Maybe this wannabe indigene could adopt it. Probably not. I'm still unconvinced that I deserve whatever distinction the term bestows. Similarly with the title "Appalachianist." While I am convinced that Berry Obermiller Scott, Smith, Green, Locklear and all the rest who contributed to this valuable book are bonafide scholars whose labors deserve commendation and publicity, I find myself reluctant to allow them -- or myself -- to use this particular word as a label. The blithe manner in which they throw it around ignores the levels of connotative complexity that the word possesses. This careless attitude mirrors the arbitrary stance of the marketer rather than the respectful stance of the scholar. While this apparent lack of concern about the label might be explained as the residue of emotional identity issues arising from the creation of the field, to cling to a name whose working definition is derived from bureaucratic realpolitik rather than examined reality seems an odd strategy for scholars to take.

It is telling, for example, that (as reported by Green and Locklear) Kentucky poet Wendell Berry refused inclusion of his writing in Voices of the HIlls -- "perhaps the most influential collection of Appalachian literature" -- because he "did not consider himself Appalachian." Why was he even considered? Of course he's not Appalachian! This kind of seemingly uninformed grasping at territory by hugely informed people is exasperating.

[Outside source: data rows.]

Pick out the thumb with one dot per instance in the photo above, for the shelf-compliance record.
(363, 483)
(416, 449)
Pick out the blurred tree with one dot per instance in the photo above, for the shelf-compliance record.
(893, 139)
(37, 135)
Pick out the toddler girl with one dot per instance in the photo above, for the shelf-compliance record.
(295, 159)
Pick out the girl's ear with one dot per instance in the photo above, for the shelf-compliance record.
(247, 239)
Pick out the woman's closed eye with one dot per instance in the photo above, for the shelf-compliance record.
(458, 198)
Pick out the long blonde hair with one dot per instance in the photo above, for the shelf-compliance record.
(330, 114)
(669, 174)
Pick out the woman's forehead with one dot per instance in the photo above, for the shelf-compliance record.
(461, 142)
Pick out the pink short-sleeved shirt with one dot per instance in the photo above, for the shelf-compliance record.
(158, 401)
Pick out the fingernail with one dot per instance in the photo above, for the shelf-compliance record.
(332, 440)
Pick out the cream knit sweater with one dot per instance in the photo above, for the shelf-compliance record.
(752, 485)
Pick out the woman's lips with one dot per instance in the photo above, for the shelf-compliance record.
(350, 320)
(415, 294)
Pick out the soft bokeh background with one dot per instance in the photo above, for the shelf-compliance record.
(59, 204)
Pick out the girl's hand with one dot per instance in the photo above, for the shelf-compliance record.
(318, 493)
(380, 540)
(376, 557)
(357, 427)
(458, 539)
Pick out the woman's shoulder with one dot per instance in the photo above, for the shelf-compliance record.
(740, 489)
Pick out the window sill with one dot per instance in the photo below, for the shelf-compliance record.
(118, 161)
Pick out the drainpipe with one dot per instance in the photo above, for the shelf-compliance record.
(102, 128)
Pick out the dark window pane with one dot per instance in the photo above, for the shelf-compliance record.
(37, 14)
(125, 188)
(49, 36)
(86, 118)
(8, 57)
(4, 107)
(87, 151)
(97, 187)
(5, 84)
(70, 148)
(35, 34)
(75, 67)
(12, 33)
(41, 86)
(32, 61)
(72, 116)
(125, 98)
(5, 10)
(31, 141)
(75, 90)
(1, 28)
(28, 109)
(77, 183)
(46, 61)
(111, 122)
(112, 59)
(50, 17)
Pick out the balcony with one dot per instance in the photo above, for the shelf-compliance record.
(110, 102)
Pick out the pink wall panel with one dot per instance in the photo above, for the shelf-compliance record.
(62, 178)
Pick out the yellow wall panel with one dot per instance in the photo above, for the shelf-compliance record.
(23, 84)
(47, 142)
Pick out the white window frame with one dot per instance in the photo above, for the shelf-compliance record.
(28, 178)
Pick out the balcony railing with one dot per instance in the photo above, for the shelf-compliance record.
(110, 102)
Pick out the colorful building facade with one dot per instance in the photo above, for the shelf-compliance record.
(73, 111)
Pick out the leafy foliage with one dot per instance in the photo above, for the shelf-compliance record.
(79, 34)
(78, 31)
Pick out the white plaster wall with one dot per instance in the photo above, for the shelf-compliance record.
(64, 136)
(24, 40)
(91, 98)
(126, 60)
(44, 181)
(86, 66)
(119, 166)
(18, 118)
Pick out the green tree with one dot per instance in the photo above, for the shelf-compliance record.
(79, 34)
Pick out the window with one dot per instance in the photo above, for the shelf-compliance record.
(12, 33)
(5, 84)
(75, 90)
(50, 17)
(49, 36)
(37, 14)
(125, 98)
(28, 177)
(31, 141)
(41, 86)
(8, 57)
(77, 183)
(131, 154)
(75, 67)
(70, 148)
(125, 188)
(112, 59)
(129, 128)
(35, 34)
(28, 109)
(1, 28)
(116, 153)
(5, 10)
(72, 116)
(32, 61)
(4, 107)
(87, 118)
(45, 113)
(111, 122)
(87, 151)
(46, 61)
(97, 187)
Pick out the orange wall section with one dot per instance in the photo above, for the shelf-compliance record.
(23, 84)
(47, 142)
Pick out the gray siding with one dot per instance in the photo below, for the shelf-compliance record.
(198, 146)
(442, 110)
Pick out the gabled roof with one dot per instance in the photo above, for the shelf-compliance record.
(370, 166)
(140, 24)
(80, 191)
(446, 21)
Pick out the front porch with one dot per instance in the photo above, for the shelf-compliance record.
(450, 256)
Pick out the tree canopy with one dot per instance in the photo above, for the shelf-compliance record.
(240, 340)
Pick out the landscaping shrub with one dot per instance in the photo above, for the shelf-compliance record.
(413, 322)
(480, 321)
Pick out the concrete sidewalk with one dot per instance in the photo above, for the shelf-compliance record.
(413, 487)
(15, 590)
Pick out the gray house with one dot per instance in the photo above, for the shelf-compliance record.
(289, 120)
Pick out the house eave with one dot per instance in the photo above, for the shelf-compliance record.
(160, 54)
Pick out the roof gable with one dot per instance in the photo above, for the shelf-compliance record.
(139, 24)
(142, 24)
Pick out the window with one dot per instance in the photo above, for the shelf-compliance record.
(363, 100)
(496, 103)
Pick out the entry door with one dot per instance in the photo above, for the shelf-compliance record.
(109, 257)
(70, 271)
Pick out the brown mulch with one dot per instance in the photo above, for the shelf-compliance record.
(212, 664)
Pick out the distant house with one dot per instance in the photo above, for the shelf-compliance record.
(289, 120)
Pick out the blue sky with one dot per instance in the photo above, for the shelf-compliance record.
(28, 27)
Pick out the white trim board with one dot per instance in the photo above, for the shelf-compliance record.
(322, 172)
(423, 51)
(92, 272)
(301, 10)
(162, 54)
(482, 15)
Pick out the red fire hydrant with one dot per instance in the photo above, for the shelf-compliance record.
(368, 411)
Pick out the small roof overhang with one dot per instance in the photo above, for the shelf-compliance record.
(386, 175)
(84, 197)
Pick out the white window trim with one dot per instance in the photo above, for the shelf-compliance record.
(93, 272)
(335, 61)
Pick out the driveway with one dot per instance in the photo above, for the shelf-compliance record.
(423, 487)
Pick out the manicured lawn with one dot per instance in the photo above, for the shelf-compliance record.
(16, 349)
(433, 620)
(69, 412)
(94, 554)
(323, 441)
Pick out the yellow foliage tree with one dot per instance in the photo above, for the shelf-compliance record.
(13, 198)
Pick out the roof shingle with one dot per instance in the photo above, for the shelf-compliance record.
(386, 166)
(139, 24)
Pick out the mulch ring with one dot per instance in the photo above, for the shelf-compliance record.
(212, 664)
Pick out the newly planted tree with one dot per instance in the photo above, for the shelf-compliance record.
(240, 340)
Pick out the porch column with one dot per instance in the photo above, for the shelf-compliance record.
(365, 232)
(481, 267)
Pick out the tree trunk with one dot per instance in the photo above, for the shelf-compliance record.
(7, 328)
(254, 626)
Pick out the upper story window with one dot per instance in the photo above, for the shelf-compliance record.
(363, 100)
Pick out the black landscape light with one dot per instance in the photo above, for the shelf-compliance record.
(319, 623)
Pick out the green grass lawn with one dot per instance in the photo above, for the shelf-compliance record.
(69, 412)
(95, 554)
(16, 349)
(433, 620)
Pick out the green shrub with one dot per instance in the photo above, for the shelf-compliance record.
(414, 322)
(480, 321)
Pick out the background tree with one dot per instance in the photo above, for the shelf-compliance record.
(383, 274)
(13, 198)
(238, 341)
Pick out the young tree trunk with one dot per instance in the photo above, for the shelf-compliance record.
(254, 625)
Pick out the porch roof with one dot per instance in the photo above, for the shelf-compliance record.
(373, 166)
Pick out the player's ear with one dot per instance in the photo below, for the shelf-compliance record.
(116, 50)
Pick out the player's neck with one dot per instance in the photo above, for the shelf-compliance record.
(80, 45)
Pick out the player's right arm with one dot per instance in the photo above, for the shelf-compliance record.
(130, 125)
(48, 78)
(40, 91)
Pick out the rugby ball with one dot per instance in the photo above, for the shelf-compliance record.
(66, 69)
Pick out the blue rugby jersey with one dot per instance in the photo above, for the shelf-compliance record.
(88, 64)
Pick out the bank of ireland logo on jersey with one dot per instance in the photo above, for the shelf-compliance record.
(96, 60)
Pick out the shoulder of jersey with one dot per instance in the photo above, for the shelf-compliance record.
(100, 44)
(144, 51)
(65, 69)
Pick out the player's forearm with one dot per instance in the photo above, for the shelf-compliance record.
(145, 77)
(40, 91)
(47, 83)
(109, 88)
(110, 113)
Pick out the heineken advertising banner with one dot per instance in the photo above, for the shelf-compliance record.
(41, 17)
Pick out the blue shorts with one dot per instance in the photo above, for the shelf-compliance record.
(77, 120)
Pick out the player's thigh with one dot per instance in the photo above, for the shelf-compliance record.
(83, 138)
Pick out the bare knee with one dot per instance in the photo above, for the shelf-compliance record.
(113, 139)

Smith's "impossible necessity" is rather a "necessary impossibility": both surrender the capacity to make geographical distinctions and at the same time accept a parochial identity. For all the talk of shifting paradigms, Appalachian Studies is trapped in a rhododendron hell of its own choosing: with "Appalachia" as its badge, its practitioners will despite their best efforts never escape the insider/outsider dichotomy that gets deeper and thicker with each passing year as quasi-intellectual pop culture and university marketers feed its mythological roots.


"The path is made by walking," says the Antonio Machado poem that inspired the subtitle of this book. If Appalachian Studies is stuck in a rhododendron hell, the way forward will require not so much walking as strenuous contortion.